Prince Harry, Duke of Sussex, accepts the Pat Tillman Award onstage at the 2024 ESPY Awards ceremony at the Dolby Theatre in Hollywood, California, on July 11, 2024. (Photo: AFP)
LOS ANGELES, United States (AFP) — Prince Harry received the Pat Tillman Service Award at ESPN’s Espy Awards on Thursday, saying he was accepting the award “as a voice for the Invictus Games Foundation and the thousands of veterans and service members who make these games possible.”
“This award isn’t mine, it’s theirs,” Harry said, but added that he welcomed the opportunity to showcase the resilience and achievements of Invictus participants and their families.
“Moments like these help us reach out to those who need Invictus most,” said the prince, the second son of Charles III, who was attending a sports awards ceremony in Los Angeles with his wife Meghan.

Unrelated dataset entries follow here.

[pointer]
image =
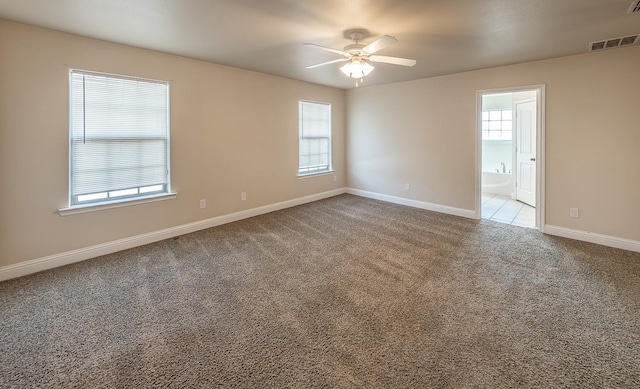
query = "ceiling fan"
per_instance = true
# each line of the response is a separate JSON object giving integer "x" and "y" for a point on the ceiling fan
{"x": 358, "y": 55}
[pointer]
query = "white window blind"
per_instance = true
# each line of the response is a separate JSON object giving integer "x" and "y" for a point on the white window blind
{"x": 315, "y": 138}
{"x": 119, "y": 137}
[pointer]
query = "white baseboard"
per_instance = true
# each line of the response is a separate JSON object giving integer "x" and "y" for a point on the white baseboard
{"x": 414, "y": 203}
{"x": 592, "y": 237}
{"x": 56, "y": 260}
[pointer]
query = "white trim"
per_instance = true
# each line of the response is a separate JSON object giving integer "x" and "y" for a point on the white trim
{"x": 592, "y": 237}
{"x": 56, "y": 260}
{"x": 115, "y": 204}
{"x": 322, "y": 173}
{"x": 414, "y": 203}
{"x": 540, "y": 149}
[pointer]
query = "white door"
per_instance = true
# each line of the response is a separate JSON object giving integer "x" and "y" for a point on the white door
{"x": 526, "y": 151}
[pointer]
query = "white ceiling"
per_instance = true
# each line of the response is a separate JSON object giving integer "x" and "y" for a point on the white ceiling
{"x": 444, "y": 36}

Harry, a former British Army captain who served two tours of duty in Afghanistan, founded the Invictus Games for wounded, injured and ill military, active duty and veterans.
The award is named after Pat Tillman, who gave up hope of success in the NFL to join the U.S. Army Rangers after the Sept. 11, 2001, attacks and was killed in Afghanistan in 2004 in what was later determined to be “friendly fire.”
Mr Tillman’s mother, Mary Tillman, criticised ESPN, the broadcaster that created the Espy awards, for choosing the prince as the winner, saying some in the veterans community do not have “the funds, the resources, the connections and the privilege that Prince Harry has”.
Prince Harry thanked Tillman’s widow, Marie, for attending the service and expressed his gratitude to “the Tillman family, especially Pat’s mother, Lady Mary Tillman.”
“Her advocacy for Pat’s legacy is very personal and something I respect.”
“The bond between a mother and a son is eternal and transcends the greatest loss,” said Prince Harry, who was 12 when his mother, Princess Diana, died in a car crash in 1997.